Paradójicamente, a pesar de las penalidades, Zuleijá se siente más libre en el campo de trabajo que con su marido y acaba tomando las riendas de su vida. Incluso se permite, en contra de la tradición religiosa en la que ha sido educada, pensamientos eróticos hacia Ignatov. Este es otro de los puntos de interés de la novela y que nos hace seguir leyéndola, la atracción entre ambos, primero anunciada sutilmente y, después, más explícita:  “Ignatov siempre permanecía en silencio mirándola. Ella tenía la impresión de que él aspiraba su olor. Y le parecía también que allí reinaba un insoportable olor a miel. Las vendas y hasta el aguardiente, lo mismo. Y el cuerpo de Ignatov. Y su cabello.
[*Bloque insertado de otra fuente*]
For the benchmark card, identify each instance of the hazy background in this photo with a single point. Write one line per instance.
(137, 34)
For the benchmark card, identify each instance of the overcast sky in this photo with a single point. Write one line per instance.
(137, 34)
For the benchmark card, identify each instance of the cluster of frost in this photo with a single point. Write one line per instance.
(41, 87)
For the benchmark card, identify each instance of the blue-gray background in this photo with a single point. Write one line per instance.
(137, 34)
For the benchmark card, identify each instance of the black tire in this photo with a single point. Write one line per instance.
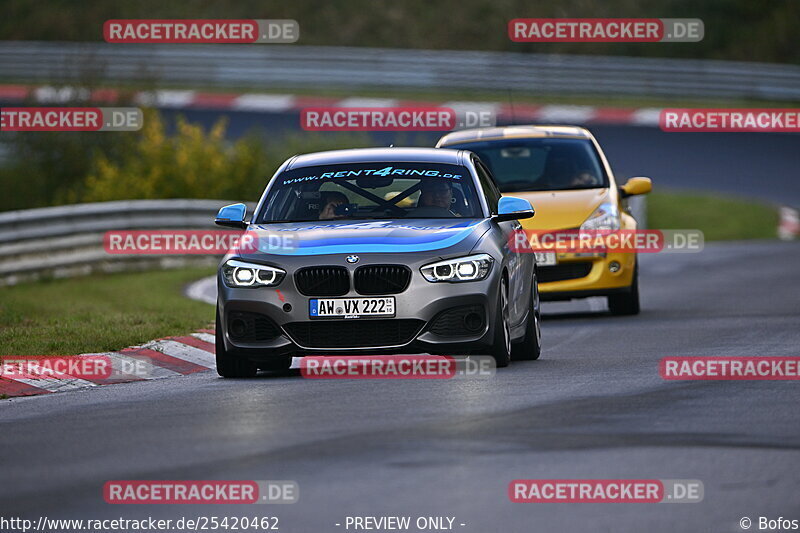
(501, 348)
(626, 303)
(530, 347)
(228, 365)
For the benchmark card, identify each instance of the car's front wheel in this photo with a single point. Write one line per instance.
(501, 349)
(530, 347)
(228, 365)
(626, 303)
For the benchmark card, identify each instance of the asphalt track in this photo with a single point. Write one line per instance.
(594, 406)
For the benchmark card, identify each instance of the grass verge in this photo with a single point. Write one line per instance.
(718, 217)
(99, 313)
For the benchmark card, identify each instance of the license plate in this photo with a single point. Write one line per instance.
(350, 307)
(545, 258)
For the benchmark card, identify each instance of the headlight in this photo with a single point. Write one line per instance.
(605, 217)
(241, 274)
(470, 268)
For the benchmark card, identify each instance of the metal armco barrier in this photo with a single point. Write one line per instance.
(292, 66)
(56, 242)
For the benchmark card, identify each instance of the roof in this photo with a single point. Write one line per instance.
(514, 132)
(361, 155)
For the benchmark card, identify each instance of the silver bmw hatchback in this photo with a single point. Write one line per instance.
(376, 251)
Todo olía allí a miel”.

Las dos dimensiones en las que se desarrolla la novela, la individual  y la social, coexisten y se enriquecen mutuamente; pero poco a poco la primera, que supone la liberación de la protagonista como persona y como mujer, se va imponiendo a la segunda, tal y como sugiere el título; y a ello contribuye la gran perspicacia de Guzel Yájina para penetrar en el interior de los personajes, en especial de los que protagonizan la novela: Zuleijá, Ignatov y Leibe, que van cambiando a lo largo de la misma y son capaces de sorprendernos hasta el final.